Before joining Commonweal, Schlumpf spent sixteen years at the National Catholic Reporter, where she served as a columnist, correspondent, executive editor, and vice president. Previously, she was managing editor of U.S. Catholic magazine and a reporter at Chicago’s archdiocesan newspaper. Her NCR pieces about Catholic Trump voterslegal activist Leonard Leo, and women’s response to the 2024 election earned her second-place honors for news analysis from Religion News Services. And, over the years, the Catholic Media Association has recognized her work with multiple prizes, most notably for her investigative reporting on the EWTN and the business practices of Dynamic Catholic's Matthew Kelly. The association also recognized her pieces about the 2024 election, which ran in Mother Jones and U.S. Catholic

Her essay about a new generation of Catholic “mom bloggers” ran in the September issue of Commonweal, and she recently covered for the magazine a People’s Mass for Justice and Peace near the Great Lakes Naval Base outside Chicago, a reported hub for National Guard and ICE agents sent to the city as part of the Trump administration’s immigration crackdown.  
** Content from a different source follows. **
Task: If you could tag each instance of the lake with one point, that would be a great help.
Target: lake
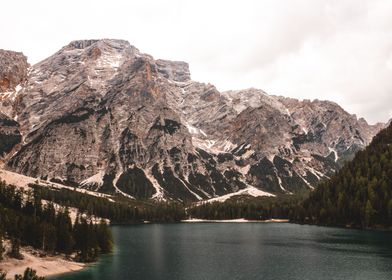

“Heidi not only brings decades of experience and credibility, but a voice and a perspective that the staff at Commonweal and our many readers will greatly benefit from hearing from with greater consistency,” said Ellen Koneck, Commonweal’s executive director. “I’ve been a fan of hers for a long time, a friend for many years, and I’m now eager and honored to call her a colleague.”

Schlumpf is the author of Elizabeth A. Johnson: Questing for God (Liturgical Press, 2016) and While We Wait: Spiritual & Practical Advice for Those Trying to Adopt (ACTA, 2009), and editor of The Notre Dame Book of Prayer (Ave Maria, 2010). She is also co-host of the Francis Effect podcast, which examines politics and current events through the lens of Catholic teaching and spirituality, and a part-time faculty member in theology at Loyola University Chicago and previously taught journalism as an associate professor of communication at Aurora University in Illinois.

A graduate of the University of Notre Dame, Schlumpf earned a master's degree in theological studies at Northwestern University, where she studied with feminist theologian Rosemary Radford Ruether. She is based in Chicago, where she lives with her husband, Edmund, and their two children. She is a member of St. Gertrude Parish in the city’s Edgewater neighborhood.

“I look forward to joining a team that remains committed to intelligent debate in today’s media landscape of quick takes and misinformation,” she said. 

Commonweal is a journal of opinion on religion, politics, and culture, founded in 1924.  Independent and lay-led, the magazine fosters rigorous and reflective discussions about faith, public affairs, and the arts, centered on belief in the common good.